Single by David Bowie

from the album Hours
- Released: 17 July 2000
- Recorded: Seaview, Bermuda
- Genre: Pop rock
- Length: 4:12
- Label: Virgin
- Songwriters: David Bowie; Reeves Gabrels;
- Producers: David Bowie; Reeves Gabrels;

David Bowie singles chronology
| "Survive" (2000) | "Seven" (2000) | "Slow Burn" (2002) |

Alternative cover
- The cover of UK CD version 3

= Seven (David Bowie song) =

Song by David Bowie

"Seven" is a song written by David Bowie and Reeves Gabrels for the album Hours in 1999. As with some of the other songs from Hours it was originally written for the computer game Omikron: The Nomad Soul from 1999. In July 2000, it was released as the fourth single from the album.

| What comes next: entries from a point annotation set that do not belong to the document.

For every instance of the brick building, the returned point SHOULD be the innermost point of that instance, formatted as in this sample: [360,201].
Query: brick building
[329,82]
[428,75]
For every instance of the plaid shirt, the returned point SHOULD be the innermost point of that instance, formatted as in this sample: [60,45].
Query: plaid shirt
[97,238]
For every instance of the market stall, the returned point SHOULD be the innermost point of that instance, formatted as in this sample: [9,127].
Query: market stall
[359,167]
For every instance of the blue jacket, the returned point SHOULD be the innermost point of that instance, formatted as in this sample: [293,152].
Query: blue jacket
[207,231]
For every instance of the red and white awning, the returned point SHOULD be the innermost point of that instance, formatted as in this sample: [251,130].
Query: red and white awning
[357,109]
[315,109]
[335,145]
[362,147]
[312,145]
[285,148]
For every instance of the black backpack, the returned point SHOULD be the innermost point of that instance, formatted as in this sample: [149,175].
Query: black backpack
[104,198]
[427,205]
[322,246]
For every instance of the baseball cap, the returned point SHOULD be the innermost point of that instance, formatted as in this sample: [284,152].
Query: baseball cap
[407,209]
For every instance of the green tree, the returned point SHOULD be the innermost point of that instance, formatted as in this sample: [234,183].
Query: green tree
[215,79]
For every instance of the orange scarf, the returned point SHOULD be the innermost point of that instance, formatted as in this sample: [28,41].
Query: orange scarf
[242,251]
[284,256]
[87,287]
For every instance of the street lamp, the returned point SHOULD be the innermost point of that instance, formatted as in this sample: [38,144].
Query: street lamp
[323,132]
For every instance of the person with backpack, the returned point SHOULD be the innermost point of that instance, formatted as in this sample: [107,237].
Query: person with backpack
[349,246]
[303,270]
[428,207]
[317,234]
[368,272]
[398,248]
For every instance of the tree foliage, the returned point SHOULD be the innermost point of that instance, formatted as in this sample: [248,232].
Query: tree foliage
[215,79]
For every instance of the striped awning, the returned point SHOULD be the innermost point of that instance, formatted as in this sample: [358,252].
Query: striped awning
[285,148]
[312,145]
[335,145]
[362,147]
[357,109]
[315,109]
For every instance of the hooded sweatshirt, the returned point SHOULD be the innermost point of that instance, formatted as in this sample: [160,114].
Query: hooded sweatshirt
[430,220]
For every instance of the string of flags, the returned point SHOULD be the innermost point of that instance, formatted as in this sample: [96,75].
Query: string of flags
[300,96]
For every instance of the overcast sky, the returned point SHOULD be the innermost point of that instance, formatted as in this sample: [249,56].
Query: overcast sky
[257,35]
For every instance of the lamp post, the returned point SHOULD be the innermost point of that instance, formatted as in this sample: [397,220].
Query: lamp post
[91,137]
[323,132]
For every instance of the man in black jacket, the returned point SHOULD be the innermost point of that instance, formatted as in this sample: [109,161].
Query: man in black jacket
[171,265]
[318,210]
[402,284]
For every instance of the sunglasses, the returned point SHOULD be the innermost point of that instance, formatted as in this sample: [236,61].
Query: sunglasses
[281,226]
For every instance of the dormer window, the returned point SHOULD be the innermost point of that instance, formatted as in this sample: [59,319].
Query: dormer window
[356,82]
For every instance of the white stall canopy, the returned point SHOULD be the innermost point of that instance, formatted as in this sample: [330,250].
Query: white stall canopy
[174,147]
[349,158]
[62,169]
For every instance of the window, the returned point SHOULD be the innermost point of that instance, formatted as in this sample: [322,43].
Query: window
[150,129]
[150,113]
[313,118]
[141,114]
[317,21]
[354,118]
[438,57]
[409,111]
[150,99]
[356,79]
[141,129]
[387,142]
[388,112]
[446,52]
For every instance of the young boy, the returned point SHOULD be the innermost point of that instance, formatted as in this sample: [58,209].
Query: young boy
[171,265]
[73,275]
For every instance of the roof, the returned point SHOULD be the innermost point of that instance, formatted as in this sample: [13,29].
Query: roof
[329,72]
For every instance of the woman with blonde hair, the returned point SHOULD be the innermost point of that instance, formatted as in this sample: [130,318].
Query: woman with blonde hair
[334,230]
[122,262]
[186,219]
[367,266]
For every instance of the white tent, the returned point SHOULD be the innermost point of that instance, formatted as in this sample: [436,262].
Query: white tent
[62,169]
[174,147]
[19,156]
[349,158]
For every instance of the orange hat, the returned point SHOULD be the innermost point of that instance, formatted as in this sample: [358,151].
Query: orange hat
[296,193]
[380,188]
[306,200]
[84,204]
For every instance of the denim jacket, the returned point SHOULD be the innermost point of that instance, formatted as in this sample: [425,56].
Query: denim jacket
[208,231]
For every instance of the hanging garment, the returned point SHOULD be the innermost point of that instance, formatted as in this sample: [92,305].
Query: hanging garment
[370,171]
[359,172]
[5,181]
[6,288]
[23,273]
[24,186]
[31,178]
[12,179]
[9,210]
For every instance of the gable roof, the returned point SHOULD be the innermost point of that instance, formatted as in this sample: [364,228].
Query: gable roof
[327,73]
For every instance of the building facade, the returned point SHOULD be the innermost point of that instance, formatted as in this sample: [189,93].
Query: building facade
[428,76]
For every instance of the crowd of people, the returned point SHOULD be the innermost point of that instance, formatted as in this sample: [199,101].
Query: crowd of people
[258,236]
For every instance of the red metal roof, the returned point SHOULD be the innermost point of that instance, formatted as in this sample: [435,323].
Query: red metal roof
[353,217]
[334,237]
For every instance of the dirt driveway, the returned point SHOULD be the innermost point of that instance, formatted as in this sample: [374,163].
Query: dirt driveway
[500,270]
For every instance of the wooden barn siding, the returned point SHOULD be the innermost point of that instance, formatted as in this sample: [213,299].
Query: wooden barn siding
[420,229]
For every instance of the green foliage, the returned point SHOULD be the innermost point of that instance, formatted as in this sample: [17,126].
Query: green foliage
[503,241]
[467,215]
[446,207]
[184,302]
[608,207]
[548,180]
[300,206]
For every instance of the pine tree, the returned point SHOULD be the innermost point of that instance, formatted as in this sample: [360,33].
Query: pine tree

The version used in the Omikron: The Nomad Soul was called "demo version" on the single releases.

==Track listing==

===UK version 1===
1. "Seven" (Marius De Vries mix) – 4:12
2. "Seven" (Beck mix) – 3:44
3. "Seven" (Original demo) – 4:05

===UK version 2===
1. "Seven" (album version) – 4:27
2. "I'm Afraid of Americans" (Nine Inch Nails version) – 5:30

This version also included the music video of "I'm Afraid of Americans".

===UK version 3===
1. "Seven" (live)
2. "Something in the Air" (live)
3. "The Pretty Things Are Going to Hell" (live)

All tracks was recorded at Kit Kat Klub, New York City, 19 November 1999.

===International version 1===
1. "Seven" (Marius De Vries mix) – 4:12
2. "Seven" (Beck mix) – 3:44
3. "Seven" (live)
4. "Seven" (original demo) – 4:05
5. "Seven" (album version) – 4:04

This version also included the music video of "I'm Afraid of Americans".

===International version 2===
1. "Seven" (Marius De Vries mix) – 4:12
2. "Seven" (Beck mix) – 3:44

===Promo version===
1. "Seven" (Marius De Vries mix) – 4:12
2. "Seven" (Beck mix) – 3:44
3. "Seven" (original demo) – 4:05
4. "Seven" (album version) – 4:04

==Personnel==
- David Bowie – vocals, acoustic guitar
- Mark Plati – synthesizers, bass guitar
- Reeves Gabrels – electric guitar
- Sterling Campbell – drums

==Charts==

| Chart | Peak position |
|---|---|
| Netherlands (Single Top 100) | 97 |

UK: #32

==Live versions==
- A live version recorded in Paris in October 1999 was released on the single "Survive" in January 2000.
- Another version recorded at Kit Kat Klub, New York City, 19 November 1999 was released as a single in the UK.
- Bowie performed the song live at the BBC Radio Theatre in London, 27 June 2000, and a recording of this performance was included on the bonus disc that accompanied the initial release of Bowie at the Beeb in 2000.

==Other releases==
- The "Demo version", "Marius De Vries mix", and two different Beck remixes were released on the bonus disc that followed the 2004 reissue of Hours—with the "Marius De Vries mix" also included as part of the Nothing Has Changed compilation.